Grimminger F, Hattar K, Papavassilis C, Temmesfeld B, Csernok E, Gross W L, Seeger W, Sibelius U
Department of Internal Medicine, Justus-Liebig-University, Giessen, Germany.
J Exp Med. 1996 Oct 1;184(4):1567-72. doi: 10.1084/jem.184.4.1567.

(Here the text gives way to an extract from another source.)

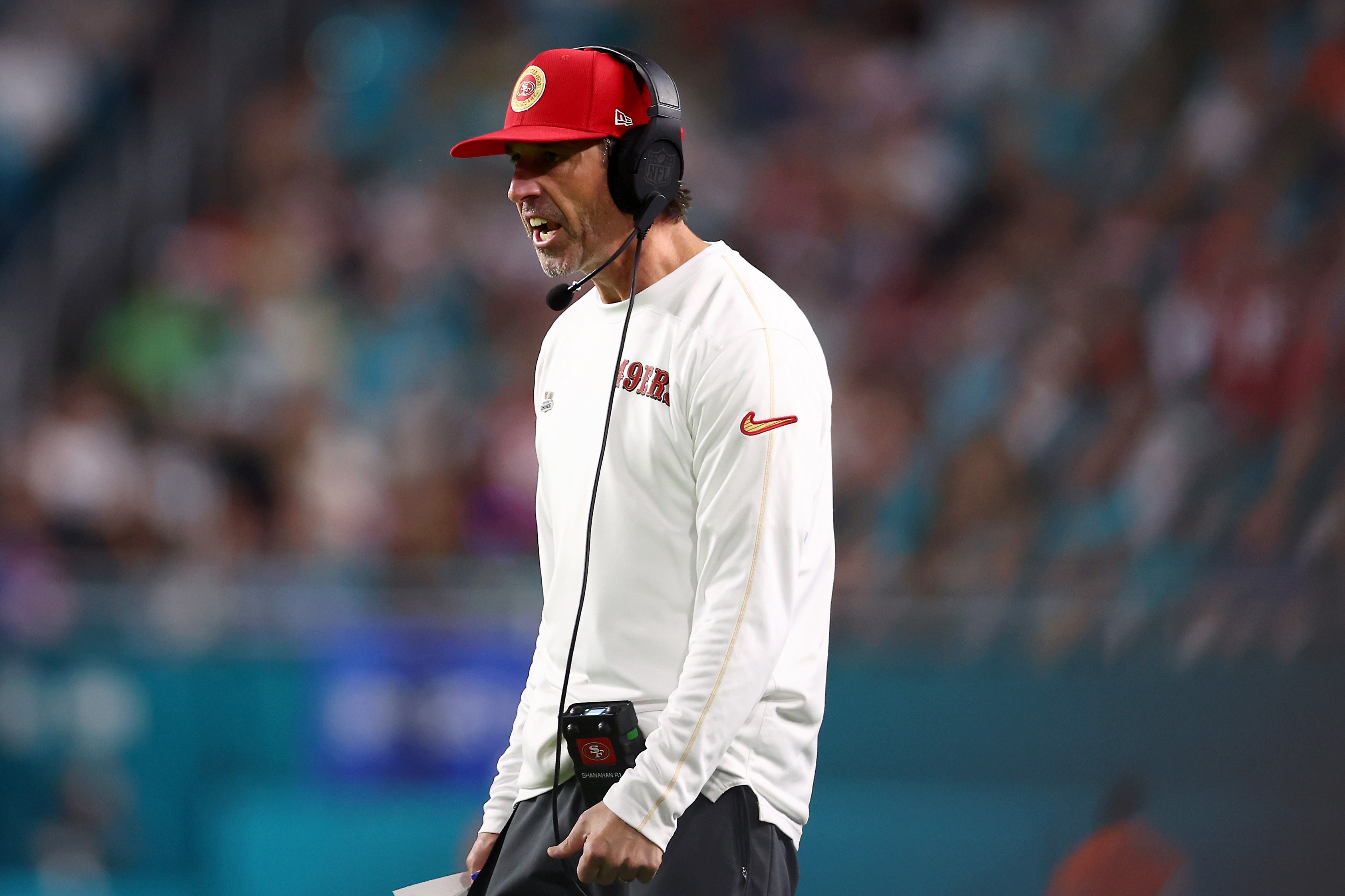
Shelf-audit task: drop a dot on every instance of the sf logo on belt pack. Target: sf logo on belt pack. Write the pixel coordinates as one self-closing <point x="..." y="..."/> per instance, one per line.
<point x="754" y="427"/>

Among the anti-neutrophil cytoplasmic antibodies (ANCA), those targeting proteinase 3 (PR3) have a high specificity for Wegener's granulomatosis (WG). It is known that a preceding priming of neutrophils with cytokines is a prerequisite for membrane surface expression of PR3, which is then accessible to autoantibody binding. Employing a monoclonal antibody directed against human PR3 and ANCA-positive serum from WG patients with specificity for PR3, we now investigated the role of free arachidonic acid (AA) in autoantibody-related human neutrophil activation. Priming of neutrophils with tumor necrosis factor (TNF-alpha) for 15 min or exposure to anti-PR3 antibodies or incubation with free AA (10 microM) as sole events did not provoke superoxide generation, elastase secretion or generation of 5-lipoxygenase products of AA. Similarly, the combination of TNF-alpha-priming and AA incubation was ineffective. When TNF-alpha-primed neutrophils were stimulated by anti-PR3 antibodies, superoxide and elastase secretion was provoked in the absence of lipid mediator generation. However, when free AA was additionally provided, a strong activation of the 5-lipoxygenase pathway was demasked, with the appearance of excessive quantities of leukotriene (LT)B4, LTA4, and 5-hydroxyeicosatetraenoic acid. Moreover, superoxide and elastase secretion were markedly amplified, and studies with 5-lipoxygenase inhibitors and a LTB4-antagonist demonstrated this was due to an LTB4-related autocrine loop of cell activation. In contrast, the increased synthesis of platelet-activating factor in response to TNF-alpha-priming and anti-PR3 stimulation did not contribute to the amplification loop of neutrophil activation under the given conditions. We conclude that anti-PR3 antibodies are potent inductors of the 5-lipoxygenase pathway in primed human neutrophils, and extracellular free AA, as provided at an inflammatory focus, synergizes with the autoantibodies to evoke full-blown lipid mediator generation, granule secretion and respiratory burst. Such events may be enrolled in the pathogenesis of focal necrotizing vascular injury in Wegener's granulomatosis.
在抗中性粒细胞胞浆抗体(ANCA)中,那些靶向蛋白酶3(PR3)的抗体对韦格纳肉芽肿(WG)具有高度特异性。已知用细胞因子预先刺激中性粒细胞是PR3在膜表面表达的先决条件,随后PR3可被自身抗体结合。我们使用一种针对人PR3的单克隆抗体和来自对PR3具有特异性的WG患者的ANCA阳性血清,研究了游离花生四烯酸(AA)在自身抗体相关的人中性粒细胞活化中的作用。单独用肿瘤坏死因子(TNF-α)刺激中性粒细胞15分钟、暴露于抗PR3抗体或与游离AA(10微摩尔)孵育,均未引发超氧化物生成、弹性蛋白酶分泌或AA的5-脂氧合酶产物生成。同样,TNF-α刺激和AA孵育的组合也无效。当用抗PR3抗体刺激经TNF-α刺激的中性粒细胞时,在没有脂质介质生成的情况下引发了超氧化物和弹性蛋白酶分泌。然而,当额外提供游离AA时,5-脂氧合酶途径被强烈激活,出现了过量的白三烯(LT)B4、LTA4和5-羟基二十碳四烯酸。此外,超氧化物和弹性蛋白酶分泌明显增强,用5-脂氧合酶抑制剂和LTB4拮抗剂进行研究表明这是由于细胞活化的LTB4相关自分泌环所致。相比之下,在给定条件下,TNF-α刺激和抗PR3刺激引起的血小板活化因子合成增加对中性粒细胞活化的放大环没有贡献。我们得出结论,抗PR3抗体是已致敏的人中性粒细胞中5-脂氧合酶途径的有效诱导剂,炎症部位提供的细胞外游离AA与自身抗体协同作用,引发全面的脂质介质生成、颗粒分泌和呼吸爆发。这些事件可能参与了韦格纳肉芽肿局灶性坏死性血管损伤的发病机制。